May 6, 2013
To the faithful of our respective dioceses in the Atlantic Region
Greetings and peace to you in these trying times!
In the past few days, more than perhaps at other times, we have all become more aware of the Employment Insurance Reform (EI Reform) put forward by our government. The policy is not without its critics and it raises particular concern for the population living in the Atlantic Provinces. Our population includes many citizens who are also members of our diocesan churches. Some of the changes put forward will have great impact on our people, particularly those who are seasonal workers and are very dependent on employment insurance to make life more tolerable.
As pastoral leaders, we cannot ignore the hardships and consequences of these changes on members of our churches and on our fellow citizens. We wish therefore, to express our solidarity with them in their struggles and in their suffering, as they face the challenges of making ends meet in difficult economic times. The issues in EI reform are complex. Nevertheless, as pastors it is our duty and responsibility to be pastorally sensitive and of one mind and heart with our brothers and sisters who face the new demands and pressures required to qualify for EI. Not only the members of our parishes and faith communities, but all who are experiencing the impact of difficult economic times, need to be understood and supported.
From the perspective of our Christian convictions, persons who are unemployed are not problems; you are persons with lives, families and responsibilities. Most of you are trying to deal with the realities of daily living as best you can. As religious leaders, as always, we offer our support and encouragement. We believe that it is important for you to be treated with respect, and that you not be submitted to unrealistic regulations to qualify for assistance when it is needed. There is no doubt that some reforms to EI are necessary, especially when the EI system is abused. Still, the present policy’s priorities, it seems to us, should be more focused on the needs of persons, than on the need to cut government costs on the backs of the most vulnerable in our area.
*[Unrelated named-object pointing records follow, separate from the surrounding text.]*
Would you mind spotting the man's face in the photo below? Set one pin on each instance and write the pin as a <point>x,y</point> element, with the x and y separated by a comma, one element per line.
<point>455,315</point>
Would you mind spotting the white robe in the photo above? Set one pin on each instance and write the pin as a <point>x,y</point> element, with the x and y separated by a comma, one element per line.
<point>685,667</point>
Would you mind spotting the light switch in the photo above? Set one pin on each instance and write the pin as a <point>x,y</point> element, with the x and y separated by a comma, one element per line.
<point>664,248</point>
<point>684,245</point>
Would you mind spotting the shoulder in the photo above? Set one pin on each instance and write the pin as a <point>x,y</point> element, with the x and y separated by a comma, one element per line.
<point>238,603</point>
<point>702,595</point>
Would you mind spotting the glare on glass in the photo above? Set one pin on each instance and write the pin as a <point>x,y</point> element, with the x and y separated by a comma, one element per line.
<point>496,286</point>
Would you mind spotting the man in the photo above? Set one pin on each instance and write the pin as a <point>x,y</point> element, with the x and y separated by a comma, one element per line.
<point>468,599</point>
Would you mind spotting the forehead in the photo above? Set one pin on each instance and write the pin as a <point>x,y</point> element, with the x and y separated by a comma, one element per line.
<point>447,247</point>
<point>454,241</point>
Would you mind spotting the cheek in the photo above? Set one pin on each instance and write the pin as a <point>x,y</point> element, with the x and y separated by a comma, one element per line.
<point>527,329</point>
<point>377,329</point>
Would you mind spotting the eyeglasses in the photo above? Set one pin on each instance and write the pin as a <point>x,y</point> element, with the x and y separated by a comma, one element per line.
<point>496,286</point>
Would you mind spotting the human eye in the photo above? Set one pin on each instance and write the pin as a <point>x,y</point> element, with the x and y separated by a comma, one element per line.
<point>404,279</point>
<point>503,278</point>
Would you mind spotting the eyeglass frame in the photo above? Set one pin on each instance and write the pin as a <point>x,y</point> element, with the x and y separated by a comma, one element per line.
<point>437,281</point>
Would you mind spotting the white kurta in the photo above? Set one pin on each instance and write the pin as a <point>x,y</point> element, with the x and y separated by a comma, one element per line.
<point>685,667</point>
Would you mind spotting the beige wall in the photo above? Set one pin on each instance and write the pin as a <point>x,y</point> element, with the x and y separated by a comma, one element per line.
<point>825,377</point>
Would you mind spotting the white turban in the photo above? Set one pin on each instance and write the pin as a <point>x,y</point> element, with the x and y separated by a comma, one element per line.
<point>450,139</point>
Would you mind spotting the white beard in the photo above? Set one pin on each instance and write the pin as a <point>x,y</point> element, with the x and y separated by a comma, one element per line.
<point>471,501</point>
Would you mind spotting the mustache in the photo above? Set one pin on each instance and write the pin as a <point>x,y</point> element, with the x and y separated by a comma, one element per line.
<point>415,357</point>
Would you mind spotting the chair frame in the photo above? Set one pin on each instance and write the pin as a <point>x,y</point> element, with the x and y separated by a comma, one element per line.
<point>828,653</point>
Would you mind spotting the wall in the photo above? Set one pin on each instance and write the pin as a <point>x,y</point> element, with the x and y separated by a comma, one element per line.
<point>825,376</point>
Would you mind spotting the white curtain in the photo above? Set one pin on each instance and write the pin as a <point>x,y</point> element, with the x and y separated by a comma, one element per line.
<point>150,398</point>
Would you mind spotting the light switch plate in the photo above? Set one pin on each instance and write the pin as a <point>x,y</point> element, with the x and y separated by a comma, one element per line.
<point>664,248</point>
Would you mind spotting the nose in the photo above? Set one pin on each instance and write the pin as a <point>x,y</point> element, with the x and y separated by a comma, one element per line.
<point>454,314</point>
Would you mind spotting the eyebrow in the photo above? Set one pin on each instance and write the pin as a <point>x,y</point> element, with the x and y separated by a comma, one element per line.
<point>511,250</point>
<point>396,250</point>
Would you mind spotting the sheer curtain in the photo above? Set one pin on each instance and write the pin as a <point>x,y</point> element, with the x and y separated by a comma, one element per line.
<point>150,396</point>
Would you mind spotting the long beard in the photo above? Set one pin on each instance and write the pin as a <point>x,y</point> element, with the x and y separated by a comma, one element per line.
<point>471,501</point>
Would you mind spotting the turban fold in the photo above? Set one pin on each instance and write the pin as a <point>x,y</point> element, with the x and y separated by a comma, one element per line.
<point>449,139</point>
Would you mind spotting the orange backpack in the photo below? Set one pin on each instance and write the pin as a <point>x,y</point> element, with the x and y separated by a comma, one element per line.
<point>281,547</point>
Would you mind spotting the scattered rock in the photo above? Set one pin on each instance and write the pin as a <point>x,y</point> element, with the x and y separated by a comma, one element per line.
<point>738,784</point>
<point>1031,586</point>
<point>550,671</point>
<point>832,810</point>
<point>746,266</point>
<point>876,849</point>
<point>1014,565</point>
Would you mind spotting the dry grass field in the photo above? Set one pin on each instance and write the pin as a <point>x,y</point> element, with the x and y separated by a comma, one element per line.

In recent days, voices more qualified in economic affairs than ours have spoken out concerning the impact of EI reforms on the economic development of the Atlantic Provinces and have asked for the EI changes to be studied further. Some have even asked for a halt to the changes. These warnings need to be taken seriously by all concerned. As the pastoral leaders of our respective dioceses, we want to express our concern to our faithful and to reassure you, as well as all of our affected fellow citizens, of our understanding, our support and our solidarity in this struggle for a more compassionate, equitable and fair system of assistance for a significant portion of our population in need. May the Holy Spirit of Wisdom prevail in these difficult times.